The Persistent Prayer: Pushing Through the Spiritual Fatigue
Morning Lent Prayer Worship Service | Week 3: Deepening the Roots | Day 15
OPENING / INTRODUCTION
Good morning, church.
I want you to take a breath right now. A deep one. In... and out.
Because I know some of you walked in here this morning carrying something heavy. Not just the weight of your Bible. Not just the early hour. I'm talking about a weariness that goes deeper than your bones. A tiredness that sleep doesn't fix.
Day 15.
Fifteen days of fasting. Fifteen days of pulling back from the things your flesh loves. Fifteen days of prayer when sometimes the words didn't come easy. Fifteen mornings when the alarm rang and your body said, "Not today."
You are not weak for feeling tired. You are not failing because your knees ache. You are not a lesser believer because this season has pushed you to your limit.
Can I tell you something? The enemy knows exactly where you are in this fast. He has been counting the days right alongside you. And he is betting, right now, on Day 15, that you are too worn down to keep going.
But I came to tell you this morning that the Holy Ghost did not bring you this far to leave you in exhaustion. The same Spirit that raised Jesus Christ from the dead dwells in you. And He is not tired. He is not depleted. He is not running low.
This morning's word is for the weary warrior. It is for the prayer warrior who has been standing but feels like sitting. It is for the fasting believer who wonders if God has been hearing a single word.
Our title this morning is "The Persistent Prayer: Pushing Through the Spiritual Fatigue."
And we are going to find out that Jesus Christ Himself saw this moment coming. He preached a sermon specifically for this day in your fast. He told a story with YOU in mind.
Open your Bibles to Luke chapter 18.
Luke 18:1. And hear the Word of the Lord.

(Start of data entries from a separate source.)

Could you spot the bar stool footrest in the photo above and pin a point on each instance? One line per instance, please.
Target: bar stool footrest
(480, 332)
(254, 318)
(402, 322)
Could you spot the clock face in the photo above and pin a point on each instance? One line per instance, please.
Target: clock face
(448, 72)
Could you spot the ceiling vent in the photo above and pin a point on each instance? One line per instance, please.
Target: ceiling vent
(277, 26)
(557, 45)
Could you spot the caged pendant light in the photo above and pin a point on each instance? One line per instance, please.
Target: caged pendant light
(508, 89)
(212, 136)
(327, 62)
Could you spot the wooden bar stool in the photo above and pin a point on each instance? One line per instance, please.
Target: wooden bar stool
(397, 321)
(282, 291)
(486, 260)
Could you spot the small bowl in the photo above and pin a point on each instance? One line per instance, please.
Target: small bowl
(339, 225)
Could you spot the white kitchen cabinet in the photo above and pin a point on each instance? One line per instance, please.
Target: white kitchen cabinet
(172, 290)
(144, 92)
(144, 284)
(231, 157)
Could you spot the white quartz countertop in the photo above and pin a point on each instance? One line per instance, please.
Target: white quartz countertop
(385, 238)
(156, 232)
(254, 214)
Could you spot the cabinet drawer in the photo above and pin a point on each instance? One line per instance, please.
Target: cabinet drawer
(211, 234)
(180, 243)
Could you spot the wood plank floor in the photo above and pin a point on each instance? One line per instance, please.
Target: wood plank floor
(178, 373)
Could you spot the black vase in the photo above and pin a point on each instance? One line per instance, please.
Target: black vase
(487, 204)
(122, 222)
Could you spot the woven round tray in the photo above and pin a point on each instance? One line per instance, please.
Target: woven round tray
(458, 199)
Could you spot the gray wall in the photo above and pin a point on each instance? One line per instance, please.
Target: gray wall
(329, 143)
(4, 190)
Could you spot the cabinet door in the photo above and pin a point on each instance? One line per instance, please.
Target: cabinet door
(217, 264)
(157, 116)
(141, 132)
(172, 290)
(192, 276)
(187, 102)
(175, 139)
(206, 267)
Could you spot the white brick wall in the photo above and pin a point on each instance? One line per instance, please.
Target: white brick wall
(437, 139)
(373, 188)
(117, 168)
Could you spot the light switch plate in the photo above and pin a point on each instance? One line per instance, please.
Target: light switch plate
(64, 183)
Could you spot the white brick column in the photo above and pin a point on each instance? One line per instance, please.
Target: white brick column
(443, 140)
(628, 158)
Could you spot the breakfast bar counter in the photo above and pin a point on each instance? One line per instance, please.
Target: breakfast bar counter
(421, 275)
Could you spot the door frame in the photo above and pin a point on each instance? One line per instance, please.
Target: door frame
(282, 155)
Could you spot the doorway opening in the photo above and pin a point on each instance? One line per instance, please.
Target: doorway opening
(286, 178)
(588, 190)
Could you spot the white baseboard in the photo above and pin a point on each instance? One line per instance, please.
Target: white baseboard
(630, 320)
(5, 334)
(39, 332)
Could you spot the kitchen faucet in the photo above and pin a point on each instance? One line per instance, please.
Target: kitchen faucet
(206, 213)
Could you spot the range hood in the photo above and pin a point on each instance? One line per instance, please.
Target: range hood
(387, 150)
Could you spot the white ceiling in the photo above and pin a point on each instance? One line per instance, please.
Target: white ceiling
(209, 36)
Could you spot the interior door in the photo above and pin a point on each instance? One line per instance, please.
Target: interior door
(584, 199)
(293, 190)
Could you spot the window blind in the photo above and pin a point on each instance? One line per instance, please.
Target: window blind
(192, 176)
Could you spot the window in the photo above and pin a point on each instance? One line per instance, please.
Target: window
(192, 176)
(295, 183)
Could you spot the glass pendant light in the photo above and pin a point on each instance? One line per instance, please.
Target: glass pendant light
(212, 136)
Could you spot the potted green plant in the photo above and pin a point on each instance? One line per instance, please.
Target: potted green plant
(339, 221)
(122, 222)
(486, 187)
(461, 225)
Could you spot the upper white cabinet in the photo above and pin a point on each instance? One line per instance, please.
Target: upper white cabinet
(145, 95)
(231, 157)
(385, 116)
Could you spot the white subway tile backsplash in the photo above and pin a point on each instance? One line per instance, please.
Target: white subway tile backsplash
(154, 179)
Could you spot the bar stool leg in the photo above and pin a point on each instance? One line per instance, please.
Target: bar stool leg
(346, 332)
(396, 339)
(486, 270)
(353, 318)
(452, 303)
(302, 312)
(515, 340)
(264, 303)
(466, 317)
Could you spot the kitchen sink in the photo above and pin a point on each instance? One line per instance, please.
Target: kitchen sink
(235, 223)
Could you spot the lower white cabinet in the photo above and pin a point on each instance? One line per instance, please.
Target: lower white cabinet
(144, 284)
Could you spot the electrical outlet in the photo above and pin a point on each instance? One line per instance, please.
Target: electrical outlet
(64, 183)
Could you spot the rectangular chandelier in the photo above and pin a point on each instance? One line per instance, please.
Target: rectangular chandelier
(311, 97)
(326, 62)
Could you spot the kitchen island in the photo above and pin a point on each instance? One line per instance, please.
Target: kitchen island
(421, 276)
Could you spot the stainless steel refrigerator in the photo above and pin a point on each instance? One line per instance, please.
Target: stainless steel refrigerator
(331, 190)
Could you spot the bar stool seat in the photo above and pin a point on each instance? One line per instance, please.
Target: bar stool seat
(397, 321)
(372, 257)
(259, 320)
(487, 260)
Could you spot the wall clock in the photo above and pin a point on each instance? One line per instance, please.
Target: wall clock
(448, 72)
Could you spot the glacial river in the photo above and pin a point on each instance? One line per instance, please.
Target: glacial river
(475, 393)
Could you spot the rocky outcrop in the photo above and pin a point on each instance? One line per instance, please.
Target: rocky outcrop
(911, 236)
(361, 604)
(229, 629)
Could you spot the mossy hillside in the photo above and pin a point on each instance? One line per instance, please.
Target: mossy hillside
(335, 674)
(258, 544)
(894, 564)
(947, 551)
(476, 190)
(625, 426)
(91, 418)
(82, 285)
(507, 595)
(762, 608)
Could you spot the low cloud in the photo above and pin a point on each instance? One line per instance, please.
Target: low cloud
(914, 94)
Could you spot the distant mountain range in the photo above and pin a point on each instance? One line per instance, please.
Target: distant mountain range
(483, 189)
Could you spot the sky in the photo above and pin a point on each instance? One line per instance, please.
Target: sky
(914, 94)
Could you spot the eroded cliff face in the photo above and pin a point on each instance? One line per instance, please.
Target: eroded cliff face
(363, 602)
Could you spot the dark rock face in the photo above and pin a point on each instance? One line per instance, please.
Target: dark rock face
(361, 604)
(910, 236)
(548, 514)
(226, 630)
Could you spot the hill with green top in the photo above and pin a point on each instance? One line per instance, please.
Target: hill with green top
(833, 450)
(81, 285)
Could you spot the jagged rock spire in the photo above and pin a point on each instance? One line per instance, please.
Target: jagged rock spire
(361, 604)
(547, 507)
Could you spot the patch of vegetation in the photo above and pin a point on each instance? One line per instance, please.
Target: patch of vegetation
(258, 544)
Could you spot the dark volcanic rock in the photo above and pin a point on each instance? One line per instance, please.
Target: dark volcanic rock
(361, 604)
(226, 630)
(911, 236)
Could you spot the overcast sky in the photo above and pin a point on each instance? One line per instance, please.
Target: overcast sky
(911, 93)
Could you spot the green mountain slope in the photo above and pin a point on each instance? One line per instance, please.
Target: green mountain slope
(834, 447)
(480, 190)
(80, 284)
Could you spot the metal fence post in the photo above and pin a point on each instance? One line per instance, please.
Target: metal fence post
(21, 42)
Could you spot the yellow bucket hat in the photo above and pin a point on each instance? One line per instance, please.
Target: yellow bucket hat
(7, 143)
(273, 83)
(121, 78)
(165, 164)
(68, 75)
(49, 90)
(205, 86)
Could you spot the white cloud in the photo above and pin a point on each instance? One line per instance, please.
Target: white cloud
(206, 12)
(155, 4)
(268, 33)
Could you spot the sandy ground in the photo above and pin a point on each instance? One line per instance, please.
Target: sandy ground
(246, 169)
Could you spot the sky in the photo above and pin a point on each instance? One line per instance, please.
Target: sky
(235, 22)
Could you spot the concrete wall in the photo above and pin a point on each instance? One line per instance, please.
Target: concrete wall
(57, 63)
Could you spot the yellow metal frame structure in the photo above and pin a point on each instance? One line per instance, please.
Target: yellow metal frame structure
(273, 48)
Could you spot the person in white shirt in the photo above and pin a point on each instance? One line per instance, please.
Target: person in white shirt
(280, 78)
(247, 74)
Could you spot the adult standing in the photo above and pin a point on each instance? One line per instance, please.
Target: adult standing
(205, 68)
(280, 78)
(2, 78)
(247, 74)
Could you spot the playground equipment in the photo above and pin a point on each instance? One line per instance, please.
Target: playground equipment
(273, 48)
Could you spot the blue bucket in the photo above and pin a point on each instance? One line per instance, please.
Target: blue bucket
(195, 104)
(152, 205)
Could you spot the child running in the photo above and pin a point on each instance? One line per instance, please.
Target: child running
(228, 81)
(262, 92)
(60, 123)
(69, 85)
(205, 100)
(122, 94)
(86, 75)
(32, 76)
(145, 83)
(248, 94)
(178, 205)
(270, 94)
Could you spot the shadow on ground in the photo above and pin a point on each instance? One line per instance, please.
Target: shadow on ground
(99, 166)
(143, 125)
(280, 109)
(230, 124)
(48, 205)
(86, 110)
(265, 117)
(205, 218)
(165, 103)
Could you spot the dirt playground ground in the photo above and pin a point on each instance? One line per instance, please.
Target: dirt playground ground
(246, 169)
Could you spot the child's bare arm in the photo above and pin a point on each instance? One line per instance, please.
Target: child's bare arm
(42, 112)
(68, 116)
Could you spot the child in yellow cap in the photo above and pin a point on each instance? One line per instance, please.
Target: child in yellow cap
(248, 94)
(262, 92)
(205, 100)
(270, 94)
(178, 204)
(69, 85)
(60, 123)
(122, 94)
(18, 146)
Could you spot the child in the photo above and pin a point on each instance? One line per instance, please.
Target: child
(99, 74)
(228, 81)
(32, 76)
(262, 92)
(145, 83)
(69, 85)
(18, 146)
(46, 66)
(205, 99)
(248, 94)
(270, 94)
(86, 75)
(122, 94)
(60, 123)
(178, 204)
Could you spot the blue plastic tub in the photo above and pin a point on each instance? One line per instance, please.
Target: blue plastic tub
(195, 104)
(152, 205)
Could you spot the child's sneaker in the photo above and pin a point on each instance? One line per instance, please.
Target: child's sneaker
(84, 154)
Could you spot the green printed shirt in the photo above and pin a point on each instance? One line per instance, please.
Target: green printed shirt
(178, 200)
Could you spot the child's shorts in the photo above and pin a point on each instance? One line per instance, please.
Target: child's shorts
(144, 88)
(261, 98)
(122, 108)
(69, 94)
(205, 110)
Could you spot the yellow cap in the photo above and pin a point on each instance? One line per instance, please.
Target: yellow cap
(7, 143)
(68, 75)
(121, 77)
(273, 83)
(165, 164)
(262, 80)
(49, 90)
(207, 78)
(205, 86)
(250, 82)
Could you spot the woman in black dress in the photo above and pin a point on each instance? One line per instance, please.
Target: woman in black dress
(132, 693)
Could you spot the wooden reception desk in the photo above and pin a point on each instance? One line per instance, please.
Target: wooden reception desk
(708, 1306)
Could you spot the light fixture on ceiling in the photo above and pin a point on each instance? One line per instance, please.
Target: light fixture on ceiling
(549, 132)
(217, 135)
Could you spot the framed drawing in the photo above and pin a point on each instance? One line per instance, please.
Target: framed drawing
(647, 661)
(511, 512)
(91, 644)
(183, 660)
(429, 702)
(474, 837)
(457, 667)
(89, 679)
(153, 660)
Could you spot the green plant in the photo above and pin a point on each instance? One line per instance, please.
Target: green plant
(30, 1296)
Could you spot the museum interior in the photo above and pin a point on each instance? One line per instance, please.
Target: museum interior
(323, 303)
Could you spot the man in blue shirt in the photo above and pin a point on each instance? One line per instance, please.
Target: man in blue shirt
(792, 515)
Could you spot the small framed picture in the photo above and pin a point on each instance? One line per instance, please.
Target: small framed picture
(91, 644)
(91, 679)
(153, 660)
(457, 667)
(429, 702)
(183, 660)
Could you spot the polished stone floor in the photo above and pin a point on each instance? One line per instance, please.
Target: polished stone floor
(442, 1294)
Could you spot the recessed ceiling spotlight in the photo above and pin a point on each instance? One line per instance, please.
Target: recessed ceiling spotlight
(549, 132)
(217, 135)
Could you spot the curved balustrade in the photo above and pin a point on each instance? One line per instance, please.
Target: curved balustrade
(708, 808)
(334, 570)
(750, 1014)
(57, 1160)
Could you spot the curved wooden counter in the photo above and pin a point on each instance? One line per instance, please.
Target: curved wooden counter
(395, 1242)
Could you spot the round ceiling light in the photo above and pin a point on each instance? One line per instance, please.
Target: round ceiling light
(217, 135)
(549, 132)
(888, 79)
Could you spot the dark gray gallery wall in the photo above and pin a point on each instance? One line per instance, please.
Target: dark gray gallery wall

"And he spake a parable unto them to this end, that men ought always to pray, and not to faint."
CONTEXTUALIZING THE TEXT
Before we go any further, I need you to see something in that verse that most people skip right over.
Luke tells us the reason Jesus told this parable. He didn't tell it to entertain. He didn't tell it to fill time. He told it "to this end." To this specific, intentional, targeted end. And what was that end?
That men ought always to pray, and not to faint.
Jesus was not addressing a casual crowd. He was addressing people who were already praying. People who already knew how to seek God. People who were already in the discipline. And He looked at them, knowing the human heart the way only the Son of God can know it, and He said: "I need to tell you a story. Because left to yourselves, you will quit."
Church, Lent is a discipline. And discipline, done seriously, leads to exhaustion. That is not a flaw in the design. That is the point. The fast is supposed to bring you to the end of yourself. The question is: what do you reach for when you get there?
The widow in this parable had nothing. No husband. No social standing. No political power. In the culture of that day, she was invisible. And she had an adversary, someone who was opposing her, someone with leverage over her life. Her only weapon was her voice and her refusal to stop using it.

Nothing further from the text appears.